ASSE : Une décision inattendue prive certains supporters d’un déplacement en Coupe de France

Une intervention préfectorale de grande fermeté a récemment frappé la communauté des supporters de l’AS Saint-Étienne à l’approche d’un déplacement prévu en Côte-d’Or. Le préfet de Côte-d’Or a émis un arrêté interdisant la présence de supporters stéphanois lors du match de Coupe de France opposant Quetigny à l’ASSE. Le stade Gaston-Gérard de Dijon accueillera donc cette rencontre dans une atmosphère privée de tout soutien venu du Forez.

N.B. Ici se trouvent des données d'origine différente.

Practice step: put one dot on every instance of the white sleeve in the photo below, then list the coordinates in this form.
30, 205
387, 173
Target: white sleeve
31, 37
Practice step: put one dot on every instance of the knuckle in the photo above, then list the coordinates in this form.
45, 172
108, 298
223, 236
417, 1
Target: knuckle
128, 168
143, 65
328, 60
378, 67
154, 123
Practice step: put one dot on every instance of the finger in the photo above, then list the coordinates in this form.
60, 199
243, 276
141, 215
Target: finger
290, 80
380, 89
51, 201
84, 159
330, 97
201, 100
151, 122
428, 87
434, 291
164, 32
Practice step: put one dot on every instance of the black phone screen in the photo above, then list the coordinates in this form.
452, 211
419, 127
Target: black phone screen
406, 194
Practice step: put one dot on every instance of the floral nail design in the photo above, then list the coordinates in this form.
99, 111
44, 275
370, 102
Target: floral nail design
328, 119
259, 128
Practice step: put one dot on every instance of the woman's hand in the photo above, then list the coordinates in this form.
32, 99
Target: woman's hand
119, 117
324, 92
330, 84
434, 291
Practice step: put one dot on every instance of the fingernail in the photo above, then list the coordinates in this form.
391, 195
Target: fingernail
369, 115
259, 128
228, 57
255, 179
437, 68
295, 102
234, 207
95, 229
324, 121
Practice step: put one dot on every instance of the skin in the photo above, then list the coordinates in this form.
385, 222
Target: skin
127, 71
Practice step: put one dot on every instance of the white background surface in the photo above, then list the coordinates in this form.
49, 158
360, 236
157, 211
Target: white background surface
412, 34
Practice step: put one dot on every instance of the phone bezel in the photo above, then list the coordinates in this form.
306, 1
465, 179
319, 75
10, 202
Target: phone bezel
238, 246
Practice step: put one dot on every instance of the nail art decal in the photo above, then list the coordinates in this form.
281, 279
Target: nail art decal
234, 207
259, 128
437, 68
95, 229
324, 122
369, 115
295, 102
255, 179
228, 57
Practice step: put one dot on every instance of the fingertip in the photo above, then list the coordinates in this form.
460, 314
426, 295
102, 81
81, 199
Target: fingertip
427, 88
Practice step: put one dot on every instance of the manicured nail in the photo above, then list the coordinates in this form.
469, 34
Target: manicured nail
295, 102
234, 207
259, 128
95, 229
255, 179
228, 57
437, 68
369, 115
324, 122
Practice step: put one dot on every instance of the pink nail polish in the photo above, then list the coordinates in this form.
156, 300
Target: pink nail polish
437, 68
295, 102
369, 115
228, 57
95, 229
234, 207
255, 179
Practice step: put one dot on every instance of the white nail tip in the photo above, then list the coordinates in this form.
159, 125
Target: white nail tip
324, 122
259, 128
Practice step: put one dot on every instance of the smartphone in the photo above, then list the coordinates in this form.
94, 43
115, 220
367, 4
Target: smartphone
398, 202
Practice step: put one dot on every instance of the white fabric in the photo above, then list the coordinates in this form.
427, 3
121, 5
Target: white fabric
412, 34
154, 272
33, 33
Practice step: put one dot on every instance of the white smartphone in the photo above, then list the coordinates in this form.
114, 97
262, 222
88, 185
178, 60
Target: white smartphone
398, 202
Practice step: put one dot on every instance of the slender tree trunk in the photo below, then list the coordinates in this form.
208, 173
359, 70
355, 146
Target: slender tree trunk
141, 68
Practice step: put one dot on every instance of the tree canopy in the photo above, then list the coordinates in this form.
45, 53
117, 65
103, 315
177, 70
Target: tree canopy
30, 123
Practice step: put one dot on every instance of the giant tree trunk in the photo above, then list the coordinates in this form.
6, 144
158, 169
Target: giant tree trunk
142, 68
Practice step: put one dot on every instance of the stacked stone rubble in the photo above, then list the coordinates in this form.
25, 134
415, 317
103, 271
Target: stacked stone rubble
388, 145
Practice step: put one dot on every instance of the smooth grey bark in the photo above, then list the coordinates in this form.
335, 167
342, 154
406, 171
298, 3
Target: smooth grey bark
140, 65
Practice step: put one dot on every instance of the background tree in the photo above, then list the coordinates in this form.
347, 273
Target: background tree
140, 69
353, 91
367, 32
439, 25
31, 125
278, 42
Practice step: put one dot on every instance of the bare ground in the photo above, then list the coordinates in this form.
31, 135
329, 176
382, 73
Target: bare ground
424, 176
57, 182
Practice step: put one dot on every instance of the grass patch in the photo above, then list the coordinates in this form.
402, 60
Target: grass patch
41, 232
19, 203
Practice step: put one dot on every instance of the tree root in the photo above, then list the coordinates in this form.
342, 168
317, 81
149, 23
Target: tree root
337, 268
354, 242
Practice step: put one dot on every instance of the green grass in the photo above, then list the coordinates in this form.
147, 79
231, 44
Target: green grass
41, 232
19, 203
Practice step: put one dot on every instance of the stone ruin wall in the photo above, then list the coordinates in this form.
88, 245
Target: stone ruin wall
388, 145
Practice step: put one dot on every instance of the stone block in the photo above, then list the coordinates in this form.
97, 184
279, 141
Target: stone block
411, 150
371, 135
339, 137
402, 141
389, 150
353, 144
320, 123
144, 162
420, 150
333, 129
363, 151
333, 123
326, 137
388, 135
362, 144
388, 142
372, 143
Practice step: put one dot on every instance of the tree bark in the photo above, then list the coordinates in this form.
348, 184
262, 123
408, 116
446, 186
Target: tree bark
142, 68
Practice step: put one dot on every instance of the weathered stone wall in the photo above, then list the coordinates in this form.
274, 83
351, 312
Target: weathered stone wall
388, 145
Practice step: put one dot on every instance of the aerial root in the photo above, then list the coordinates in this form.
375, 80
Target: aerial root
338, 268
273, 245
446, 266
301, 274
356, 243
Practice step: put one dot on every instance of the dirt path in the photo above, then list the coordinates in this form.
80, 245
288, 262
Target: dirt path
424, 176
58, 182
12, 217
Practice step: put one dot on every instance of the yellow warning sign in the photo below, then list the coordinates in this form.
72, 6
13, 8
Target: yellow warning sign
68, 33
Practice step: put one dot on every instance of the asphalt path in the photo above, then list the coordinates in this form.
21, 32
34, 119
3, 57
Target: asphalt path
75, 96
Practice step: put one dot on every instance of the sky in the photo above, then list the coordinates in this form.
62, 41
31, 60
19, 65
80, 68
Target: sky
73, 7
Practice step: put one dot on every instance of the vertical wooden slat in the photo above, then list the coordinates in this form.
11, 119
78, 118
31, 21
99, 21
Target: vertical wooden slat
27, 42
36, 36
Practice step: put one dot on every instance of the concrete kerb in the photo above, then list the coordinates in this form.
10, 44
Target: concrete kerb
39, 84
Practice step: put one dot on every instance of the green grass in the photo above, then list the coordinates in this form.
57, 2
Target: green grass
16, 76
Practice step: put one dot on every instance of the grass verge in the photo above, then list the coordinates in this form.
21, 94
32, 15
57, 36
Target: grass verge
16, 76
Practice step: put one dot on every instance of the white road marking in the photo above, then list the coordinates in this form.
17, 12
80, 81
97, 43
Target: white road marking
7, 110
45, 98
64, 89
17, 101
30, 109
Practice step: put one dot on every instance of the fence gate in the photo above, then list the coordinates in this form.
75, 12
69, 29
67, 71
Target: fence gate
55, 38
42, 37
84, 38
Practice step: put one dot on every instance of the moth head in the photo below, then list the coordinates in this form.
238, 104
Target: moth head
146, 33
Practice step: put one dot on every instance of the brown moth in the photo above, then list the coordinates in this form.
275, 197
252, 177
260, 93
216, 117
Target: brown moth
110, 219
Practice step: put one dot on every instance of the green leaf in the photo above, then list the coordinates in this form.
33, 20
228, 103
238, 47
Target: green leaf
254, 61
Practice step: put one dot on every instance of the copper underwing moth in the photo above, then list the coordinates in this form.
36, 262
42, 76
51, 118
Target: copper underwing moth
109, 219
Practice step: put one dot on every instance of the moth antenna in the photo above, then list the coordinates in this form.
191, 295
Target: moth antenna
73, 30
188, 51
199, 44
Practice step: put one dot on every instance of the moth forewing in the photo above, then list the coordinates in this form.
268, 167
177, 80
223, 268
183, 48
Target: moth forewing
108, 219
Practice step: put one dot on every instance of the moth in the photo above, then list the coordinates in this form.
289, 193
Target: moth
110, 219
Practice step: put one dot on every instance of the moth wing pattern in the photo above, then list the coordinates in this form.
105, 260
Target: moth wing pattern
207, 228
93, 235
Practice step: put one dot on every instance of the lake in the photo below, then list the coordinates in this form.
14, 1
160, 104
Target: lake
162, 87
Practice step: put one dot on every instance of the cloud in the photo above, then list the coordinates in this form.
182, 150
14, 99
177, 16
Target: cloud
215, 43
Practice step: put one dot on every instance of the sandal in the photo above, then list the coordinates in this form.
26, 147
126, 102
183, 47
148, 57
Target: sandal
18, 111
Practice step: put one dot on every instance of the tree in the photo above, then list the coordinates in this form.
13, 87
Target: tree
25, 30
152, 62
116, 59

Cette décision, particulièrement stricte, fait écho aux incidents ayant marqué la précédente rencontre à l’extérieur des Stéphanois. Le contexte du déplacement à Troyes, ponctué d’affrontements entre groupes de supporters malgré la victoire des Verts sur le score de 3-2, a directement motivé la mise en œuvre de mesures préventives rapides. « Les déplacements de l’ASSE sont fréquemment source de troubles à l’ordre public », précise le texte officiel.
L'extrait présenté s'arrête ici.